Forgiveness and other Demons
I always thought of forgiveness to be the easiest thing one would ever have to do. You just have to let things go, not hold any hard feelings inside you and there you are: Forgiveness granted. I had the perception that the person who committed any mistake must be having pretty hard time, dealing with all the situations and coping up with the mistakes, but then you realize the hardest job is the one that deals with the mistake.
Forgiveness comes at a price and that is dealing with your ego.
Forgiveness is not about letting go of some matter or may be, a deed; it is a compromise you strike with your own self. It is not just about making peace with someone but being at peace with the part of you that was bruised; it is fighting with yourself for the sake of someone who caused this in the first place.
I have seen people hold on to things and I myself have been a victim of this a lot of times. This holding-on-to-things business drags on for time immemorial. It is not about hating that person, but you get stuck with the act of mistake that happened. It keeps stinging you, eating your soul; it gets glued to your brain; forever.This might happen because it did not go as you planned it or it wasn’t expected of that person to do this to you.
It hurts your ego and we humans are really good at feeding our ego. You don’t realize that, but you constantly keep the pathway of fodder ready for the ego; unconsciously, everything we do is satisfying our ego, one way or the other.
Years down the line, you wouldn’t even remember about the mistake committed, but you would have a very vivid memory of you being hurt.
Why is it so hard to accept that mistakes happen and at the end they are humans just like you, with the same kind of brain and thought process?
You might completely understand what it must have felt like to be in those shoes, but when it comes to you all of a sudden, you just seem to forget everything.
“You can’t do this to me” keeps traversing the brain.
What is that we keep so much of high regard of ourselves that we can’t even try and understand that the person who committed the mistake might not have done it deliberately or maybe it was just destined to happen!
Each and every one of them who has been in that box might have realized that holding on to it makes it no easier and yields no positive outcome out of anything. Yet, we do. We always do.

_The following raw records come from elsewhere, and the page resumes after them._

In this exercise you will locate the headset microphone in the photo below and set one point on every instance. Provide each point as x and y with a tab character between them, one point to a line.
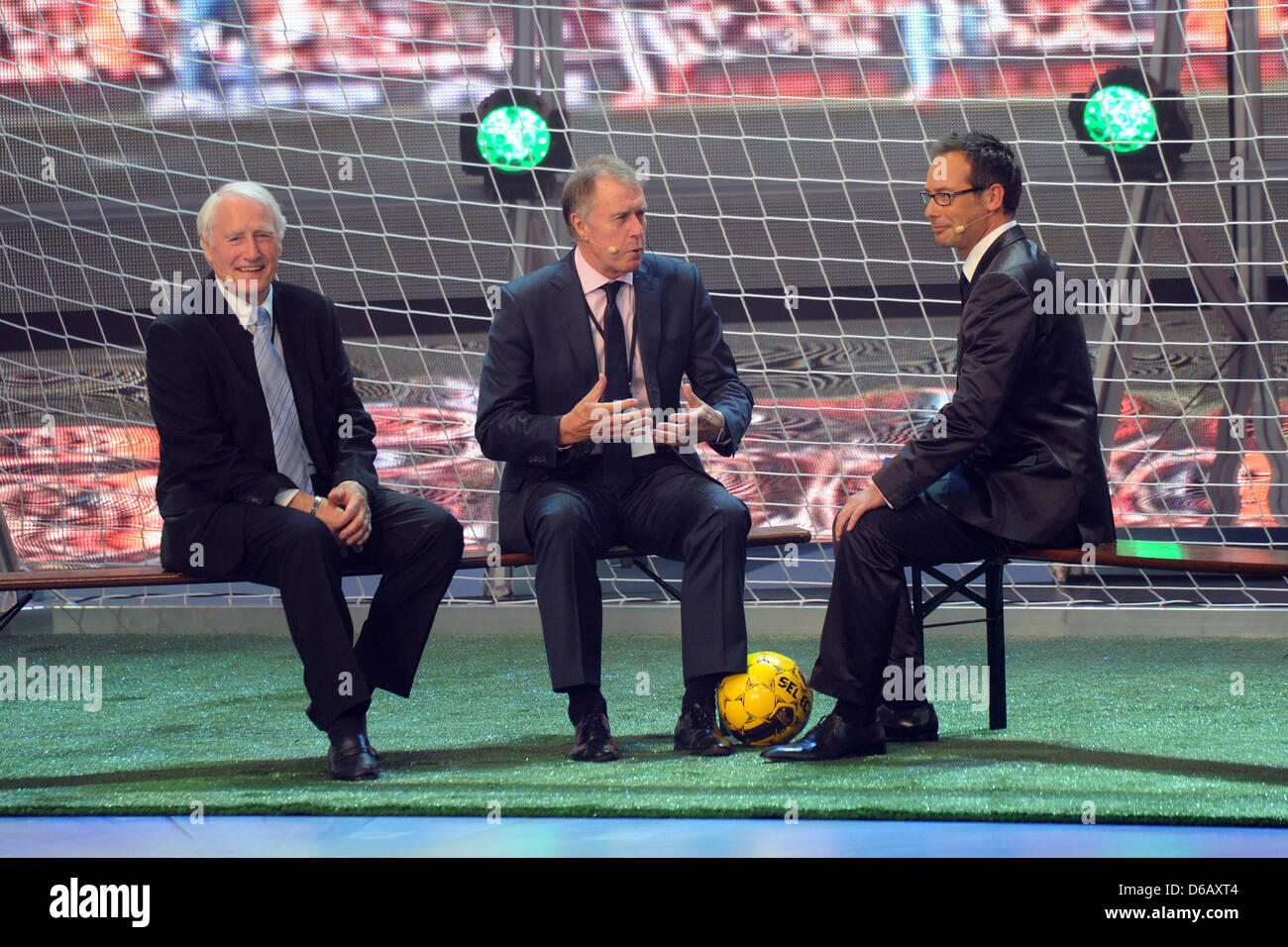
961	228
610	248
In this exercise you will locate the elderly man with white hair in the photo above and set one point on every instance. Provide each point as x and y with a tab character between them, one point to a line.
268	474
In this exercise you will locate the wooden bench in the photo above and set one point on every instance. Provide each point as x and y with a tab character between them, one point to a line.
1141	554
473	558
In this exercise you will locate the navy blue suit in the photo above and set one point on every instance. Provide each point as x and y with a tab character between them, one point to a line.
1018	466
554	504
218	478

Not being able to forgive is like torturing yourself for the thing you haven’t even committed.
At the end, I think forgiveness is about helping yourself to move on.
Every time I feel like smashing somebody’s head, I say this to myself,
“Yes, it is okay. You were wrong about it, so what? It is okay to be wrong; anybody could be. Don’t be hard on yourself, be at peace and look forward to other things. The mistake the fellow “X” committed wasn’t a deliberate one and even if it was, X does not deserve so much of your time, attention and importance.”

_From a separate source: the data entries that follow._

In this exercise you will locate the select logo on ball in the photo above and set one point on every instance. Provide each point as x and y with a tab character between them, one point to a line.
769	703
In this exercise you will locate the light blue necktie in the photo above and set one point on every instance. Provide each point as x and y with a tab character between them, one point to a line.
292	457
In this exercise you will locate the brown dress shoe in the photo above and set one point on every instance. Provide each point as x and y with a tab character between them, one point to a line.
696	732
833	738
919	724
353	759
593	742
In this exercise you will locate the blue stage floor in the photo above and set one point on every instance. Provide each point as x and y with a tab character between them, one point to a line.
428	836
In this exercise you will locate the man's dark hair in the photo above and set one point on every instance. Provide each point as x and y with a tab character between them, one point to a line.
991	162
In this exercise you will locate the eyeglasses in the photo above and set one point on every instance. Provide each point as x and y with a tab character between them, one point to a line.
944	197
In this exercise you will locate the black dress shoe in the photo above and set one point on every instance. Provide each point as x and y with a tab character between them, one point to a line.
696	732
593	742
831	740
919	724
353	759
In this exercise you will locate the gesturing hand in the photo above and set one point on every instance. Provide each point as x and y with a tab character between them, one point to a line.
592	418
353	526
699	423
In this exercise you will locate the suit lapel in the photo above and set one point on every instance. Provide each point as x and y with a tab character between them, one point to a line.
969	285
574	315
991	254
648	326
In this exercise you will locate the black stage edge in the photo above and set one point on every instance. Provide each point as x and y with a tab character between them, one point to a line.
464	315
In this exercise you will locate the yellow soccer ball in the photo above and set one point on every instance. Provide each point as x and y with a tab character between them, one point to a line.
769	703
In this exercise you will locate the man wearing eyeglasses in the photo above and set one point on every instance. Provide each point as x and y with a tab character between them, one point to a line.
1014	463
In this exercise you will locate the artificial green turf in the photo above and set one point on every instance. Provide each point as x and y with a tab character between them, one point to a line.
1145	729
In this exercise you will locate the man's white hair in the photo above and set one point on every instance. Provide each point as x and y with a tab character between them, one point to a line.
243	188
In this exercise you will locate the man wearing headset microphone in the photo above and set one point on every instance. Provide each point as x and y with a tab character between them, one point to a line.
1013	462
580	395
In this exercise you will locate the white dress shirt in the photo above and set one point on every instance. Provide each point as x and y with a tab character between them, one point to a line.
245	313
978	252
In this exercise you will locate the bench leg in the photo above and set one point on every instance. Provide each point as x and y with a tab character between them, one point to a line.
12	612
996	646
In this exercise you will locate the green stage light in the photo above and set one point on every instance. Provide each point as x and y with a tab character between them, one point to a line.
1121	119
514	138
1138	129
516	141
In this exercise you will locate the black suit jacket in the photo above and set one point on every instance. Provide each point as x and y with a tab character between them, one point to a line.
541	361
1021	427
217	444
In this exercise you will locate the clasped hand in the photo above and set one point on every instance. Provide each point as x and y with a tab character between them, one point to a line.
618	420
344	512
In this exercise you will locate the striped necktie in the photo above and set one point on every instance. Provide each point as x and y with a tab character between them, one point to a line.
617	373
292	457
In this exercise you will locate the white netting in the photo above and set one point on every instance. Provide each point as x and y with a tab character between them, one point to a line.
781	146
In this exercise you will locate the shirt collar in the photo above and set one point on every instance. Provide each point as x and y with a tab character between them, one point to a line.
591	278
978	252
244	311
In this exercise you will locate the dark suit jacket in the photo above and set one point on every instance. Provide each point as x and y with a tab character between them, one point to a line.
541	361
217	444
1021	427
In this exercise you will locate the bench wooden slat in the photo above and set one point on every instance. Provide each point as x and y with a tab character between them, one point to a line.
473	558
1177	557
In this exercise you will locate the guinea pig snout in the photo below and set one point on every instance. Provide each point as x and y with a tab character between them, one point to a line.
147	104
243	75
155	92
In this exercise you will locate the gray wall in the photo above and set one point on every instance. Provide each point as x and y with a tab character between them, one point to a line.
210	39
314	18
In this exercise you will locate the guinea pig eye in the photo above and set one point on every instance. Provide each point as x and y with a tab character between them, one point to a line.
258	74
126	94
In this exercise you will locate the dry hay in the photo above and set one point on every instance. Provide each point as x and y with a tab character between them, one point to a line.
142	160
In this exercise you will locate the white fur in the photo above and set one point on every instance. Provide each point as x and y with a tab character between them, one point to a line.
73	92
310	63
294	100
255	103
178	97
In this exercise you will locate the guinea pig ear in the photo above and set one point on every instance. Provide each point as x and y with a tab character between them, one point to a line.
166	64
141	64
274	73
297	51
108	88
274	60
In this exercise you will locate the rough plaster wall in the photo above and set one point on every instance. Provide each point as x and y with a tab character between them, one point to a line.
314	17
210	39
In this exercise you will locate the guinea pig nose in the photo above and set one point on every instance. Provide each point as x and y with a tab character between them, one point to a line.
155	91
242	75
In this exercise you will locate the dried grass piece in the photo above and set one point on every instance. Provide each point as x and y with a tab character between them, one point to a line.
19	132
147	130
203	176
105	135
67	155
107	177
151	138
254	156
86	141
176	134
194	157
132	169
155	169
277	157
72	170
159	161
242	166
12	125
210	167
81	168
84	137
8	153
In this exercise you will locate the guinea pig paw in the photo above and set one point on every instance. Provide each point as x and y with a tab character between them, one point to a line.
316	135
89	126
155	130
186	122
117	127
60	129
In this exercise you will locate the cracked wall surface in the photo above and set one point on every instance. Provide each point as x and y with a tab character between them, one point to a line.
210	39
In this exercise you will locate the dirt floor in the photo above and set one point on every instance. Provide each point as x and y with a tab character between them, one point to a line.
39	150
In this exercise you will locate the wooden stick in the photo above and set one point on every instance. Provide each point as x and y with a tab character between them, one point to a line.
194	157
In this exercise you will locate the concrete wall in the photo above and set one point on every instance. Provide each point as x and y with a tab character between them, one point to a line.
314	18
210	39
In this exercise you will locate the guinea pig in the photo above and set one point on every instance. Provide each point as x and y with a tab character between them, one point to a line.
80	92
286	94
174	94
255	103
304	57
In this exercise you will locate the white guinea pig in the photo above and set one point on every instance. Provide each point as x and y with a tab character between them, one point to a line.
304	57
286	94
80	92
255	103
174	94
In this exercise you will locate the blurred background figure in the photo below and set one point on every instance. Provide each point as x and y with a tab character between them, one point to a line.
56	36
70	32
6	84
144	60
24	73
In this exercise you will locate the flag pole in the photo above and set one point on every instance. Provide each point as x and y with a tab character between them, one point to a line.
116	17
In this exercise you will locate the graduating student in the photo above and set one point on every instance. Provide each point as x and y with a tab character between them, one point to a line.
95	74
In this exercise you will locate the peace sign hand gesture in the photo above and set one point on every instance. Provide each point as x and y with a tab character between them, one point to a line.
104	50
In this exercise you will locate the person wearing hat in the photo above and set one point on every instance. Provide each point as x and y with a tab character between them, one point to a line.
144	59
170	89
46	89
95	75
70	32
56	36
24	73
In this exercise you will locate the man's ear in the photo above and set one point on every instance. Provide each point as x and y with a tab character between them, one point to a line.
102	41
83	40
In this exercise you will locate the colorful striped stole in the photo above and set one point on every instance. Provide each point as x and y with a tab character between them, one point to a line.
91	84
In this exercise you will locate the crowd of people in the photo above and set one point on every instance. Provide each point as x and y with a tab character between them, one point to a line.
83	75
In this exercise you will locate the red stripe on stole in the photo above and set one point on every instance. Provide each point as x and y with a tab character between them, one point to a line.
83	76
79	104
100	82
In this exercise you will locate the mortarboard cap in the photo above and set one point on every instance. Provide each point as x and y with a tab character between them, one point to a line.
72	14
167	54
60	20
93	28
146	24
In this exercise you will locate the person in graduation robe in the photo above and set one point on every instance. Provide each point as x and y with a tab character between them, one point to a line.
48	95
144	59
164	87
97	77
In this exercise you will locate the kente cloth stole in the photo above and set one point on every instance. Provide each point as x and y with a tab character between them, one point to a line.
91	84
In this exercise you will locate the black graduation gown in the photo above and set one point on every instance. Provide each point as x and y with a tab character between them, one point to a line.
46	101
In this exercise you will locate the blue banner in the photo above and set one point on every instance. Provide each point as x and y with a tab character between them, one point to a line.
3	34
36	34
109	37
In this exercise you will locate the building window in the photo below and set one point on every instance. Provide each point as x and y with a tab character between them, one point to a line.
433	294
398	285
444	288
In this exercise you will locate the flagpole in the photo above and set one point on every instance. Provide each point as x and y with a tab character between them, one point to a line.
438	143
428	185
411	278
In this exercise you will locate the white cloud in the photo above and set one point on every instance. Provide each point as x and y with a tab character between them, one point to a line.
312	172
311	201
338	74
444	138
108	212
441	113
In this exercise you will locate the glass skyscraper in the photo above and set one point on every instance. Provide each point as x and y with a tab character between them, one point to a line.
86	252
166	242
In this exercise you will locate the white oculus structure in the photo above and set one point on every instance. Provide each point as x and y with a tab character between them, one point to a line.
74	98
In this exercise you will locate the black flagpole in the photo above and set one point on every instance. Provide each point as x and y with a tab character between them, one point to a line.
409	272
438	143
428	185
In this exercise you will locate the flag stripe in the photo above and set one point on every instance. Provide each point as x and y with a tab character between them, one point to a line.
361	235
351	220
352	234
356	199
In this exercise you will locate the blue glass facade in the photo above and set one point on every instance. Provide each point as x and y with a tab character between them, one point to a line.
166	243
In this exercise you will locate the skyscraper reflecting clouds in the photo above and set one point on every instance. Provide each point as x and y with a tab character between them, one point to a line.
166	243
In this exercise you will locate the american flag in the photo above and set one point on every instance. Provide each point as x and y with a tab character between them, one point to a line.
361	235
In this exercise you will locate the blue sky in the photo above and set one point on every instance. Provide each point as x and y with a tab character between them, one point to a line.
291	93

See how simple it is to satisfy your ego. Trick yourself and be at peace with it. Though, the simplest of things are always the hardest.
You might feel bad and your ego will be bruised, but you know when and how to soothe it up with a good trick.
Everybody is entangled in a loop. A loop, that goes on and on and it is programmed at making oneself happy; we, humans lay entangled in the never ending loop. We mask things and situations; we make people happy, be kind to them because we want us to feel happy; we want us to believe that we are good people. We keep trying to keep ourselves happy.
I came across a poem once that goes as follows
I forgive you
Not for you
But for me
For I fear
That If I don’t
I will never forget
And If I don’t forget
I will never be able
To let go of
What was once us
And release myself
Of the pain
Which I have come to know
As loving you
-Antonio M Arce
Just put this to every situation, things might get a tad bit easier.
Also, a friend of mine once told me “You are alone in this, nobody but only you can get yourself out of this.”